Baltzer Hansen
- Born: 30 November 1908 Frederikssund, Denmark
- Died: Unknown
- Nationality: Danish

Career history
- 1936: Hackney Wick Wolves

Team honours
- 1936: London Cup winner

= Baltzer Hansen =

Danish motorcycle speedway rider

Alfred Hansen (30 November 1908 - date of death unknown), better known as Baltzer Hansen was a motorcycle speedway rider from Denmark, who rode in the first ever Speedway World Championship competition in 1936.

== Career ==
Hansen was born in 1908, to Lars Christian and Rasmine and was one of three brothers who all went into dirt-track racing (later motorcycle speedway). He won the Danish Individual Speedway Championship (500cc special class) in 1937 and 1938, having previously won Danish Championships in other classes.

Hansen followed his older brother Morian into the British speedway leagues in 1936. West Ham Hammers attempted to sign him in May 1936, but the Speedway Control Board blocked the transfer.
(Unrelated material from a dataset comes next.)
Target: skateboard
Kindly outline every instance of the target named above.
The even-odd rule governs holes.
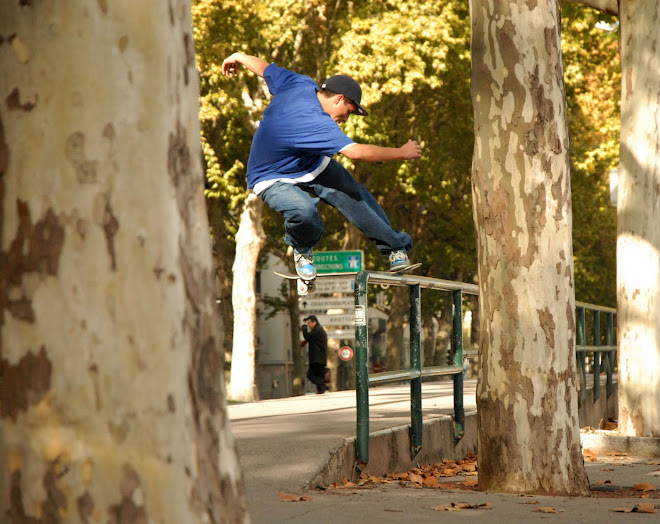
[[[418,262],[417,264],[412,264],[408,267],[405,267],[403,269],[398,269],[396,271],[388,271],[388,273],[407,273],[409,271],[412,271],[414,269],[417,269],[422,265],[421,262]],[[286,278],[287,280],[297,280],[298,283],[296,285],[296,289],[298,290],[298,294],[303,296],[306,295],[307,293],[313,293],[314,290],[316,289],[316,286],[314,285],[314,281],[317,278],[330,278],[330,277],[350,277],[357,275],[357,271],[353,271],[350,273],[317,273],[316,278],[301,278],[298,274],[293,274],[293,273],[281,273],[279,271],[273,271],[278,277]]]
However, later that year, Hansen and another brother Kaj Hansen, also known as Kalle, were due to travel to London to compete in the inaugural 1936 World Championship. Baltzer impressed in the qualifying round and progressed to the Championship round.

To the annoyance of the other British teams (especially West Ham), the Hackney Wick Wolves were given permission to sign him in June 1936, because of their injury problems. The transfer started a season long campaign by clubs to ban overseas riders and West Ham unsuccessfully applied to the Control Board to recall Baltzer's brother Morian (who was still on their retained list). Meanwhile, Baltzer and Morian helped Hackney win the 1936 London Cup.

In 1937, Hansen returned to Denmark to race, following an initial ban on overseas riders and did not return to race in Britain, despite attempts by Hackney to bring him into the team again that season.